On Sep 12, 2006, at 1:35 PM, Nikolaus Waxweiler wrote:

Looking at the wiki, and the way we've been working on it, it seems like there's no direction! We are all just doing whatever and hoping everyone
else will agree with us.
Hehe. One of the things I wanted to address with my new main page style was the "wiki == place for jotting down quick notes and then forgetting about them" attitude. The goal is clear: Make the wiki the new website. Some people don't like this, but I have yet to receive a show-stopper-complaint.

- Secondly, I think we really need a standardized formatting for the
different pages.  For example, the applications' pages need to look a
certain way and have certain information...
I'm still waiting for an admin to include the stuff I have on http://mediawiki.gnustep.org/index.php/User_talk:Madleser, namely to extend the navigation bar to the left and the CSS file.

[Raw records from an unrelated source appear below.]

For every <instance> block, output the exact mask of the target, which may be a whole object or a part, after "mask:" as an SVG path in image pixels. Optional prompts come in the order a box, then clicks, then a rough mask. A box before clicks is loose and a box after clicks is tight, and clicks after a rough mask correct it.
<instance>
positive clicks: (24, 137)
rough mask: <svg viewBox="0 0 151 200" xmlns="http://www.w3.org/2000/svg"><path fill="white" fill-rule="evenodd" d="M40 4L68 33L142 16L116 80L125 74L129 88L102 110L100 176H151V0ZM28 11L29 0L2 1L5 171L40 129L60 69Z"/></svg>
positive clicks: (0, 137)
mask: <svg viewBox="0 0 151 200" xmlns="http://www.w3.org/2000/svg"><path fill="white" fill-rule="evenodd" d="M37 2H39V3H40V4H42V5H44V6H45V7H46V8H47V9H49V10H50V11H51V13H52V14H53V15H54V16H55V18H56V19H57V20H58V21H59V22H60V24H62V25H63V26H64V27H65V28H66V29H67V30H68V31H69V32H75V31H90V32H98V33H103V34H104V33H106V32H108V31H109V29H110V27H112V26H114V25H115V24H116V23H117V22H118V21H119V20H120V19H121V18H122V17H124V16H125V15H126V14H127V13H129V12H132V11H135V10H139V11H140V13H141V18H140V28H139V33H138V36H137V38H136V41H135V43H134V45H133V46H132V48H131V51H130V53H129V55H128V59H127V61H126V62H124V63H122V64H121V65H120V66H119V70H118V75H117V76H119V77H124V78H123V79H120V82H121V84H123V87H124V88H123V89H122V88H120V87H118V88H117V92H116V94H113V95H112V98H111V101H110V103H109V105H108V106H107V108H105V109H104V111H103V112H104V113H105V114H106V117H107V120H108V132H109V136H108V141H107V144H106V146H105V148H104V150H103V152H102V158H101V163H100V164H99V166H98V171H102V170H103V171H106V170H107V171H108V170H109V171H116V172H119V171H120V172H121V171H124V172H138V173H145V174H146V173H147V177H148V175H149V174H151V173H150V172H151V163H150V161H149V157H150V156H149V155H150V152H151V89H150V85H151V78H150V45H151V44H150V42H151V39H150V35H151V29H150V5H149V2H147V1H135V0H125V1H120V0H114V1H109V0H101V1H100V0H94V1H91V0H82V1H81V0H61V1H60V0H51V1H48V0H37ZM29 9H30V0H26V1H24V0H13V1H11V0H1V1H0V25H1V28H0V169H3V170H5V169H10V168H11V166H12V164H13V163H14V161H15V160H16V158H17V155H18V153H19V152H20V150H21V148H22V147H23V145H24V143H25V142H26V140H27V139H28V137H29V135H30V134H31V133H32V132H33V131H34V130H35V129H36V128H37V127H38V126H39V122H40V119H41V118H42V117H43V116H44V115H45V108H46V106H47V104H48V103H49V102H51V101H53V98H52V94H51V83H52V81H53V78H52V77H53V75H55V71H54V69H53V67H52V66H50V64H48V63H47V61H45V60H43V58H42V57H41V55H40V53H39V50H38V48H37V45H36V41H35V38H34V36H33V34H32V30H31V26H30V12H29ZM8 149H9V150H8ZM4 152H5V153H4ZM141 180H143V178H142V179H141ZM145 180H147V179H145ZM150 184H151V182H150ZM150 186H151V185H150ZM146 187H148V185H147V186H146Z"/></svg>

Mh. Maybe I have to port the simple but elegant look of gnustep.org.

It would definitely be good if the wiki looked like gnustep.org, or at least not like wikipedia.

Also, "wiki.gnustep.org" seems to redirect to "mediawiki.gnustep.org" and put this in the browser address bar. IMO it should be the other way around. "wiki" is clearer, shorter, easier to type, easier to remember. The average gnustep www visitor does not care what software we use to implement our wiki.

As far as *replacing* the web site with the wiki, I'm not sure where this initiative came from; it just seemed to pop up here on this list as if it were already decided. If the people who would maintain it are enthusiastic I have no objection, but do feel that navigation on wiki sites tends to be poorer than on dedicated / custom sites. First, site layout (top and left navigation bars, etc.) tends to be impoverished, and more wiki-oriented than domain-oriented. Second, if the organization changes regularly it can be difficult for repeat users to find things. I hope maintainers will work to mitigate these shortcomings, otherwise the result can be an unprofessional air of "this is a development project which hasn't been around long enough to develop a real web site".

Because of this danger, I advocate continuing the present coexistence of a main, static site for relatively stable information and the wiki with up-to-date pages for installation, application listing, etc.. Some relatively dynamic content that is now on the static site (installation instructions, application listings) should probably be moved to the wiki. Conversely some content now in the wiki may have stabilized enough to be considered for inclusion on the main site. For instance, fixed subversion checkout instructions could go on the main site, with a link to a wiki page with notes and "recipes" for specific situations. None of this means that either mode of presentation and maintenance is without its own advantages.